Gender Contamination: A clear term for a fuzzy but real idea

I love it when someone names and explains a truth I’ve been half-aware of for some time.  This just happened today with the Jill Avery’s term “Gender Contamination”.

This article explains:

“Gender contamination” is the loaded and fascinating term coined by HBS senior lecturer Jill J. Avery to describe just how uncomfortable women and (more often than not) men become when a product they use to symbolize their gender is extended to appeal to another gender. She first noticed this phenomenon while working at Gillette, where the company was careful to call its women’s line “Gillette for Women” in order to create separation between pink razors that smell like papayas and black manly-man razors that smell like manly-man things. This piece describes a couple of other examples stemming from the research, including the struggle to get men to drink diet sodas (black cans and avoidance of the word “diet” help) and how gents on Porsche message boards managed their insecurities when the car company came out with an SUV.

It’s a really cool idea.

I’ve observed one particular instance of Gender Contamination that I found interesting. This phenomenon is sort of a variation on the idea above.  It happened in 3 steps:

  1. A product started gender-neutral,
  2. It became dominated one gender (by accident or design) and
  3. now is being marketed explicitly to another gender.

I’m thinking of Lego. Legos used to be mean generic, gender-neutral building blocks. Then came themed kits, which was a key reason Lego is the second largest toymaker in the world.  By selling kits, instead of bulk blocks, Lego can differentiate and market an endless series of products.  This is especially important because Lego’s patents recently expired.

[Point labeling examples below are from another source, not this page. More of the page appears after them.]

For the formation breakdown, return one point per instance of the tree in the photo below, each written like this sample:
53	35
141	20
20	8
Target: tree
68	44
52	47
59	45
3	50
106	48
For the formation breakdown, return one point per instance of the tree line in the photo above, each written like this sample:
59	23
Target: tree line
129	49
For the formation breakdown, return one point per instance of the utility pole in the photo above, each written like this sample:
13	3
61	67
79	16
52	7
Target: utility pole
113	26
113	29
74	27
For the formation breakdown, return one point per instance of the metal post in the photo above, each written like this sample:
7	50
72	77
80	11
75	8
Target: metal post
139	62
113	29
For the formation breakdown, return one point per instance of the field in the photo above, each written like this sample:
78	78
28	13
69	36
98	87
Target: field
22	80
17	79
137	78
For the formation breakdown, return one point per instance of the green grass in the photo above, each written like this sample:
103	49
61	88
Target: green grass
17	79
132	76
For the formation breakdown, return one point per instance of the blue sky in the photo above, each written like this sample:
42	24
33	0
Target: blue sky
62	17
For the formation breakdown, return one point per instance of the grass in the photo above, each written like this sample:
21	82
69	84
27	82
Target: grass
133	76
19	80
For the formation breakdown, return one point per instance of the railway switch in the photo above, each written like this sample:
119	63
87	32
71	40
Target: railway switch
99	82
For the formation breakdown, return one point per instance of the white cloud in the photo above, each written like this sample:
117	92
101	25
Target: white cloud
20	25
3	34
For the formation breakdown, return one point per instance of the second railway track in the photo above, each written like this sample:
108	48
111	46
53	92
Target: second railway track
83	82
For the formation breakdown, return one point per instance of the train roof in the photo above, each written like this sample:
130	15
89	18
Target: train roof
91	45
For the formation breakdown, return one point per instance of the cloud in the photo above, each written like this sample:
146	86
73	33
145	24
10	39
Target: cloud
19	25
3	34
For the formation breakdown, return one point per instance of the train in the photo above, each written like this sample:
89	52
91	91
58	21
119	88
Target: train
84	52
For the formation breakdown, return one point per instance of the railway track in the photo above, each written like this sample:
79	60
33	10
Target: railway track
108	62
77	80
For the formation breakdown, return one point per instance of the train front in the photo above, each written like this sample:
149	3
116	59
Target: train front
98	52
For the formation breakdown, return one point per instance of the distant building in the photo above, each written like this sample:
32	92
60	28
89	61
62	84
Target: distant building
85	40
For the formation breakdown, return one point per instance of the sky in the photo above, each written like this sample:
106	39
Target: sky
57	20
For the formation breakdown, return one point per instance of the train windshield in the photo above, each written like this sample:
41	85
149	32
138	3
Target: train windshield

Here’s where the gender contamination idea comes in.  Lego’s history of gender-neutral themes did not continue with their kids.  A few kit themes are gender-neutral today (e.g. Lego City) but most are not. Lego has found huge commercial success in making kits themed and licensed around boy-friendly storyworlds (Star Wars, Indiana Jones, Iron Man, Batman). Lego has churned out many original storyworlds around action and violence (e.g. Chima).

The sad result is many, even most, girls today don’t play with Legos after Duplo.  Lego became a boy’s toy.

Now, Lego’s trying to fix that.  They’ve recently launged a girl-targeted storyworld called Friends series.

Maybe it’s just because it’s new, or because I’m a guy, but to me, Friends feels …weird… even though I’m not opposed to Lego’s intent.  In fact I think it’s great that Lego is reaching out across gender boundaries, even if their motives are impure.

What’s wrong with Lego Friends?  It’s certainly got some clear weaknesses, as amazing game designer Erin Robinson explained so powerfully (here).

However, I feel something else uncomfortable about Lego Friends, and I can’t explain it. I wonder if Brand Contamination theory (or this minor variant of it) might be part of the key to articulating that other nagging feeling.